Before I met my husband, I prided myself on my turkey-roasting abilities.  I stuffed the bird.  I basted every 15 minutes.  I monitored the temperature like a worried mother.  But then I met a boy who was fascinated by turkey friers.  I discovered an electric version that could be used indoors or out.  I bought said boy a turkey frier, a turkey, and 13 Manhattan-grocery-store sized jars of peanut oil for Christmas.  Our apartment smelled like french fries for three days (not that that’s a bad thing).

That boy’s now my husband, and we now have fried turkey at Christmas. 

The Music

I have bad taste in music. Well, I don’t think it’s bad, but I’ve been told by enough people that it’s bad that I’ve come to accept that description.  My bad taste in music is also reflected in my choice of Christmas tunes.  I don’t listen to the classics.  They’re classics to me, mind you, but apparently not to others.  I love Christmas songs by pop stars.  The PretendersU2Mariah CareyMadonna. The Waitresses (even though I spent years thinking this song was by Bananarama.)  Elton JohnWhamHarry Connick, Jr.  John Cougar.  Mellencamp.  Whatever.  Bing Crosby & David Bowie (though I dare anyone to say this isn’t classic, enough so to be spoofed in this version). 

And every Christmas season, I listen to the Band Aid effort, “Do They Know It’s Christmas,” until my husband’s ears bleed.

The Movies

Sure, I’m a sucker for TV’s the Grinch and Charlie Brown’s Christmas, but when it comes to movies, here again, I eschew the classics for more recent and less overtly Christmas-y fare. 

Home Alone. 

The Ref. 

Gremlins. 

I watch these movies every single year at least once.

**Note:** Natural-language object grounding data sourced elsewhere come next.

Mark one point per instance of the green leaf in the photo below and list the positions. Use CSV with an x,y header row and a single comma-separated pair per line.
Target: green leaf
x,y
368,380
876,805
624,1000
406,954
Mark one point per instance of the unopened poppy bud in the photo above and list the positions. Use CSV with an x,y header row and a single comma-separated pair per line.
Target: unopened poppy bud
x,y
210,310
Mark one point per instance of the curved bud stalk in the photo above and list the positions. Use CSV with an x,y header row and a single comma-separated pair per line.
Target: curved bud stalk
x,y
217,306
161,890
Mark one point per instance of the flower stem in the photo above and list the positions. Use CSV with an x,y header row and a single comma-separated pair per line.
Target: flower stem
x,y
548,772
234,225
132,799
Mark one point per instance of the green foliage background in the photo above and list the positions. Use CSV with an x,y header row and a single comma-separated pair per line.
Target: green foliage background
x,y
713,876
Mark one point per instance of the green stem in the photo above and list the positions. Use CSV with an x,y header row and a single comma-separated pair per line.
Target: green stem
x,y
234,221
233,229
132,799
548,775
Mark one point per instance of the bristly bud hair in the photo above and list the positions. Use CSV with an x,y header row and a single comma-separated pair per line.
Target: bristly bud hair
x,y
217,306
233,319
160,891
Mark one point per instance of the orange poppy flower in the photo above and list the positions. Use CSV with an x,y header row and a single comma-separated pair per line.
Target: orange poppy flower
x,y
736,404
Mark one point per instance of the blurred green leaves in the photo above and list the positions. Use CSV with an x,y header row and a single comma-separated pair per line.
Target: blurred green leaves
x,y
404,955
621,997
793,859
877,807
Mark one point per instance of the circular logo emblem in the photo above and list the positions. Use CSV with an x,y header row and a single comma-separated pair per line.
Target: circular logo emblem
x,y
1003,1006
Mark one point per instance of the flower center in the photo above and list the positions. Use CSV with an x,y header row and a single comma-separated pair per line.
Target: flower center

And every year, I have to watch at least this scene from “Scrooge.”  Thank you very much, Albert Finney.

Texas Grapefruit

My paternal grandmother sent us all the same gift every year: a box of Texas grapefruit and chunk of Havarti cheese.  She passed away at the age of 101 two autumns ago, but to my surprise, that familiar yellow Pittman & Davis box arrived in the mail the following December and showed up again last week.  My parents have been placing the orders, and my hope is that decades from now my nieces and nephews will be exchanging Texas grapefruits and Havarti for reasons they aren’t even sure of.

Christmas Eve

We spend Christmas Eve with my sister-in-law’s family so we can wake up at the crack of dawn to the sound of our eager nieces running down the stairs to discover that Santa did, in fact, arrive.  We open presents in our jammies, and our dog, the Duffer, gets his own stocking.

Speaking of Duffer, he has also become a part of our Christmas card tradition.  We love those photo cards people send out of their children so decided to replicate the effort with our dog, the Duffer.   The pictures were originally intended to be ironic, but I confess to finding intense joy in them now.  This year, his photo is with PetCo Santa Claus.  Neither of them looks very happy to be there.

So what are your holiday traditions?